The adaptations in the organization of the EMS Copenhagen fit the current trend where many countries reformed their OOH primary care system by piloting, implementing, or improving telephone triage, centralizing the OOH primary care, and changing the organizational model into sustainable high-quality patient-centered care [1, 16, 17]. The goal of such a patient-centered care approach by organizing a central access point to healthcare services is to match the resources and services to the needs of the community and consequently improve the overall public health of the population both somatically and regarding their mental health [18]. Other EMS services have created secondary telephone triage services for low-acuity patients calling 1-1-2 or an equivalent emergency number [19, 20].

Systems similar to the MH-1813 have been piloted or implemented in many other countries. Outcomes of a pilot of the NHS 111 system also showed that the telephone service was also already frequently used in the first year of operation. Also, the observed increase in the numbers of emergency ambulances sent to patients was observed in the NHS 111 system in the first year of operation [17]. The gradual growth of the number of callers was also observed in the NHS 111 system, which strengthens the idea that there is a demand for such a telephone service to access urgent care [21].

The primary role of telephone triage in a system is to ensure that patients are treated at the lowest effective cost level [3]. Studies suggest that telephone advice centers could reduce emergency department activity and GP workload, and the urgency level of the caller is generally estimated correctly [22]. Although there are mixed opinions about using nurses as call-handler [3, 5], studies found no evidence to suggest that physicians are any better or more cost-effective at triage than experienced nurses [23]. As studies show that up to 40% of patients with urgent time-critical conditions (e.g., acute myocardial infarction and stroke) only contact an OOH telephone service, a close collaboration between the EMDC-112 and the OOH telephone service is required [24].

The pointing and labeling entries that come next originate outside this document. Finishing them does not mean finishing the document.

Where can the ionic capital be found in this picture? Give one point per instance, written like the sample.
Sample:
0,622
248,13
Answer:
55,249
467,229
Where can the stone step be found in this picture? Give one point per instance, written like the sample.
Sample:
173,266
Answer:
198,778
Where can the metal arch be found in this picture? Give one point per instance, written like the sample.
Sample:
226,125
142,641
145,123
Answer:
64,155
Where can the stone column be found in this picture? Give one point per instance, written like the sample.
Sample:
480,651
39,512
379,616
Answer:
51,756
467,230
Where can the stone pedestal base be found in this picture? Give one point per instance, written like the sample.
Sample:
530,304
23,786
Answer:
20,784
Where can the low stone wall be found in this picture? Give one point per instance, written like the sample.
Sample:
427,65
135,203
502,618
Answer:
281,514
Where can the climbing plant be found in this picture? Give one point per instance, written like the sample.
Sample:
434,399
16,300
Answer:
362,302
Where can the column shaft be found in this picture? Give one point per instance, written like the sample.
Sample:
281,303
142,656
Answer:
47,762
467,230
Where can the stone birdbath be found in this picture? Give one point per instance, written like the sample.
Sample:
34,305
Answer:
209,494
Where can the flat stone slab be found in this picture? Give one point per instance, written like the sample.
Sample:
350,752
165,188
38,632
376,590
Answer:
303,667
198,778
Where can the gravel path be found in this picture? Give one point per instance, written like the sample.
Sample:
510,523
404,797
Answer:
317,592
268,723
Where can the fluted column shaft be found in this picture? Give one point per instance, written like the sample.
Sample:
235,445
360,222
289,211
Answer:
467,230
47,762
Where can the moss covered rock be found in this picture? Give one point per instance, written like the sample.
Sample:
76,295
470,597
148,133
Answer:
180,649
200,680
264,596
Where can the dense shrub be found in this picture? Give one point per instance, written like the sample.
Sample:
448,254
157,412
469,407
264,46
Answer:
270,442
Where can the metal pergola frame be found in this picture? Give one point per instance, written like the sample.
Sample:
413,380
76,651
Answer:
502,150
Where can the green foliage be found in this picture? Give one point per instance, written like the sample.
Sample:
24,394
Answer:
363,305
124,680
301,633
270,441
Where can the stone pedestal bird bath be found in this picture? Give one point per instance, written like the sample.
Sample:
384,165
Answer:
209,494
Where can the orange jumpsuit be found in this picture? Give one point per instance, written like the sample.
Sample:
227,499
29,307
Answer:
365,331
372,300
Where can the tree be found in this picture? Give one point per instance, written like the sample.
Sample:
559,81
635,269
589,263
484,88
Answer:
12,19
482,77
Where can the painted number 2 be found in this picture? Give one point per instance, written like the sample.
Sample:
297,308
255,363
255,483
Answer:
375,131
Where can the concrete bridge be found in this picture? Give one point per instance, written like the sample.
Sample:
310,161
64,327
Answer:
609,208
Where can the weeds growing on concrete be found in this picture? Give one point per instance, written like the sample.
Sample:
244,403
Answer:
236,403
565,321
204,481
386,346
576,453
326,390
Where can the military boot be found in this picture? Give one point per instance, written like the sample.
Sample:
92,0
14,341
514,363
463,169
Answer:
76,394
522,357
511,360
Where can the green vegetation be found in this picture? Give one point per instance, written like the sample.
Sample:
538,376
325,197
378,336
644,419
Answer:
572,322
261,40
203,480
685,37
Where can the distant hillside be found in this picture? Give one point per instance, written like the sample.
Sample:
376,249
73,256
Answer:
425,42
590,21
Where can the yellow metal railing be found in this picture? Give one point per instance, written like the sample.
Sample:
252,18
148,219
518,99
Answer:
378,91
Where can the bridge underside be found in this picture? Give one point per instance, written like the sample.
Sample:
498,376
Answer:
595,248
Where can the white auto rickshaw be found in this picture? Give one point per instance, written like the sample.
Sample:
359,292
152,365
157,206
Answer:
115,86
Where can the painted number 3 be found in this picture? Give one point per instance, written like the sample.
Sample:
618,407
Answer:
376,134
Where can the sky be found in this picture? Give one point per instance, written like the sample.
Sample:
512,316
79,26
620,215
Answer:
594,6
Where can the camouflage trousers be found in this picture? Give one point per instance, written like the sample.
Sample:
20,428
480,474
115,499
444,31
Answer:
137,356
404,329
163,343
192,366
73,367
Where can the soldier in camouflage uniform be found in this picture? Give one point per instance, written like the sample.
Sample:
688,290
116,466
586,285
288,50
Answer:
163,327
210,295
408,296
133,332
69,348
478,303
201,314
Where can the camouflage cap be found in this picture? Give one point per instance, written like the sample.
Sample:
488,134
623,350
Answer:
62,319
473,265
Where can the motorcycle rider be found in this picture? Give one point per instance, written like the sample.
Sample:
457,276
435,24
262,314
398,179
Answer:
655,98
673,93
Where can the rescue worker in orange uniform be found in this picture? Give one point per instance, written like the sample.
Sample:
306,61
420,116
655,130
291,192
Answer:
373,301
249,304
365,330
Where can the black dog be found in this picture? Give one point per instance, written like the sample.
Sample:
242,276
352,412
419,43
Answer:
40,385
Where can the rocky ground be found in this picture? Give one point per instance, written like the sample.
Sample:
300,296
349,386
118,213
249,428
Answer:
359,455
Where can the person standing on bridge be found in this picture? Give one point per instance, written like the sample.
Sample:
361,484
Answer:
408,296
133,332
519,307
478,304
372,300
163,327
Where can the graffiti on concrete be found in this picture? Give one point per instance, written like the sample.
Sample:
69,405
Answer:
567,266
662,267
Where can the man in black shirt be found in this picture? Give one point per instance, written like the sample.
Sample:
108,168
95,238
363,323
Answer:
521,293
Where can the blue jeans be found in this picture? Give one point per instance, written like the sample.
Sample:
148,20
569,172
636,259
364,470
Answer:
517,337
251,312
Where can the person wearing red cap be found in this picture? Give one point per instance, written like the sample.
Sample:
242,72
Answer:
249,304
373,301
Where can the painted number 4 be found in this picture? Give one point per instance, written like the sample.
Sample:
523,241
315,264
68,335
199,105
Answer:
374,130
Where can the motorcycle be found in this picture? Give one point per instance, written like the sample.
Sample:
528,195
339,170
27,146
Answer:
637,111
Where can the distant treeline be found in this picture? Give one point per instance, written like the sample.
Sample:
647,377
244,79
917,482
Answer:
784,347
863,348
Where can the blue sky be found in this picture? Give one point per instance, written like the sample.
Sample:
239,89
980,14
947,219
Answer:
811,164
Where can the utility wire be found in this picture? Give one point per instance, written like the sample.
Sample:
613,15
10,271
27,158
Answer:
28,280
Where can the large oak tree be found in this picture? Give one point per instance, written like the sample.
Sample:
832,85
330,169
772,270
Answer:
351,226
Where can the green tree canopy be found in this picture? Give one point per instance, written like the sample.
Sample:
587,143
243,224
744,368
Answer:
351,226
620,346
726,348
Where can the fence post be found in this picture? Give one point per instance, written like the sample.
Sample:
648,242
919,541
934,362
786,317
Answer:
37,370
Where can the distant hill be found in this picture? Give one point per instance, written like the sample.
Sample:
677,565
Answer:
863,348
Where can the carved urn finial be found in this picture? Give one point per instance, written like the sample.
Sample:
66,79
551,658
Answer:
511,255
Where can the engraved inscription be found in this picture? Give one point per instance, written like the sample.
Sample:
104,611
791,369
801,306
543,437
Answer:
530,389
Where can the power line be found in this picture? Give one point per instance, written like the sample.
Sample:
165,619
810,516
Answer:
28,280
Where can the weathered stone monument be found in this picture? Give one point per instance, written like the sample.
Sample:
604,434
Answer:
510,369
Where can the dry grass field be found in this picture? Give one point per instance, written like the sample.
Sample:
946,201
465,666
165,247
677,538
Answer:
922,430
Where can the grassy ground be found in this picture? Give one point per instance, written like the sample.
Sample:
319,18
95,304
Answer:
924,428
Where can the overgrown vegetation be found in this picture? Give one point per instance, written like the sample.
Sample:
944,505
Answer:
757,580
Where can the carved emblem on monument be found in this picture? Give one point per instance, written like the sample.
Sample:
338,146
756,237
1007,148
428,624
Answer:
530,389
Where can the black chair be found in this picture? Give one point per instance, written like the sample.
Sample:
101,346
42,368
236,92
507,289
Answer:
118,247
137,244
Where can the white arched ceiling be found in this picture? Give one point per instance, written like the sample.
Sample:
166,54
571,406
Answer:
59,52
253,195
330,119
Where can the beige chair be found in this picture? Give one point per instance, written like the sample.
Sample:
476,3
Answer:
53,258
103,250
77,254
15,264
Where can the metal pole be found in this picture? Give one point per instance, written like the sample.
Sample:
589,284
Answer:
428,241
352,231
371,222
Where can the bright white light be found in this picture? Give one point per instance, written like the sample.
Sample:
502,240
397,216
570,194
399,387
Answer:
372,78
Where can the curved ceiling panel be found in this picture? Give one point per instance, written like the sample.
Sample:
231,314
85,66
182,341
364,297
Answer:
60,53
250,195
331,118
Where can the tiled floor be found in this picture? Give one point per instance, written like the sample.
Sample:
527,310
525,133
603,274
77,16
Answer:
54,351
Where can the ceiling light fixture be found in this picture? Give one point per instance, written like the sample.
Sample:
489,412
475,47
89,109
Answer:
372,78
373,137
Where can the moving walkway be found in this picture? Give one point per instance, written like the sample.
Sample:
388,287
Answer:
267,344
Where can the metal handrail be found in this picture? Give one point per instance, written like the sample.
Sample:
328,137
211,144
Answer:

Maintaining such an integrated system will require constant committed executive leadership and a coherent organizational structure, where all participants should share the same values and goals in order to maximize the benefit to the patients [18]. In order to evaluate the performance of those systems, data is required that is not fragmented into distinct silos relating to specific activities or diagnostic groups. Information systems that are capable of reflecting the reality of complex health conditions are fundamental to evaluate the quality and the outcomes of primary care, given the increasing numbers of patients with multiple chronic conditions [3].

Conclusion

In this paper, we described a newly introduced emergency, non-emergency, and OOH-integrated system in the Copenhagen region. The aim of the new system was to improve the provision of timely and easily accessible care and an efficient distribution of resources. The description was supported with annual dispatch numbers from both before and after the system reforms. Although the transformation process of such an intertwined and complex, we believe that this new system makes clinical sense and is sustainable to also serve its covering population in the future, where complex healthcare demands caused by multi-morbidities are likely to increase.